The Times Law today in its daily email newsletter The Brief sums up perfectly the challenges facing branding in professional services - it is simply not understood.
The Times likens law firm branding to the heady days of cowboys and then to glitzy handbags.
To have had such a conversation 25 years ago, when marketing teams were affectionally called the 'colouring-in department' might have been forgivable. But in 2018, when law firms spend vast sums of money on very clever marketing and business development programmes is, well quite frankly, depressing.
In no other industry would such a conversation ever happen.
Thankfully, law firm partners are largely more understanding of the importance and value of a good brand.
That is because, as we all know, branding has little to do with the letter head or logo - it is the sum of what you do and what is said about you, and that influences buying behaviours.

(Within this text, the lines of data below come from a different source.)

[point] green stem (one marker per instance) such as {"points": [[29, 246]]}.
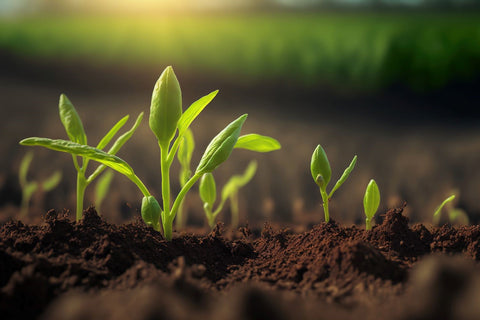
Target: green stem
{"points": [[234, 209], [368, 224], [325, 204], [165, 171], [81, 186]]}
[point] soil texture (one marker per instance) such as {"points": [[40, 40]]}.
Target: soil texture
{"points": [[61, 269]]}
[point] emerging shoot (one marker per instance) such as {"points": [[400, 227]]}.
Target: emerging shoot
{"points": [[371, 201], [321, 173]]}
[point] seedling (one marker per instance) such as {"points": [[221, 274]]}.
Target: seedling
{"points": [[371, 201], [208, 194], [321, 173], [170, 125], [78, 148], [30, 187]]}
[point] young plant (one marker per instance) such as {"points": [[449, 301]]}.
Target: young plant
{"points": [[371, 201], [30, 187], [170, 125], [321, 173], [184, 156], [78, 147], [208, 194]]}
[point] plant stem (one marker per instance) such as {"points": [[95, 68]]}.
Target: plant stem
{"points": [[234, 209], [368, 224], [81, 186], [325, 204], [165, 171]]}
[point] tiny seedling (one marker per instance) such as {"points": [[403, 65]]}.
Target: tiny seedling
{"points": [[208, 194], [170, 124], [371, 201], [30, 187], [321, 173], [78, 148]]}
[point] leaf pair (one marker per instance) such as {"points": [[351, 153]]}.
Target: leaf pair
{"points": [[321, 174]]}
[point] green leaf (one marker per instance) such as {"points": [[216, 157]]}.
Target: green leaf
{"points": [[193, 111], [258, 143], [344, 176], [185, 149], [371, 200], [208, 189], [238, 181], [221, 146], [151, 212], [440, 207], [52, 181], [71, 121], [112, 132], [23, 170], [320, 167], [102, 187], [95, 154], [126, 136], [166, 106]]}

Remember the days when the word “brand” conjured images of weather-beaten cowboys scorching the flesh of newly born calves with the squiggly initials of their ranch name? Nor do we really, but we can recall growing up in an era when the telly was replete with Hollywood westerns of a wet Saturday afternoon. The definition of the word moved on, of course, to refer to global products such as fizzy drinks and handbags. Now it is even applied to legal practices, which not so long ago were simply known by a list of the partners’ names. In the modern law firm world, branding is important. Not least to an outfit called Acritas, a transatlantic consultancy that expends a lot of energy purporting to establish which law firm brand is king.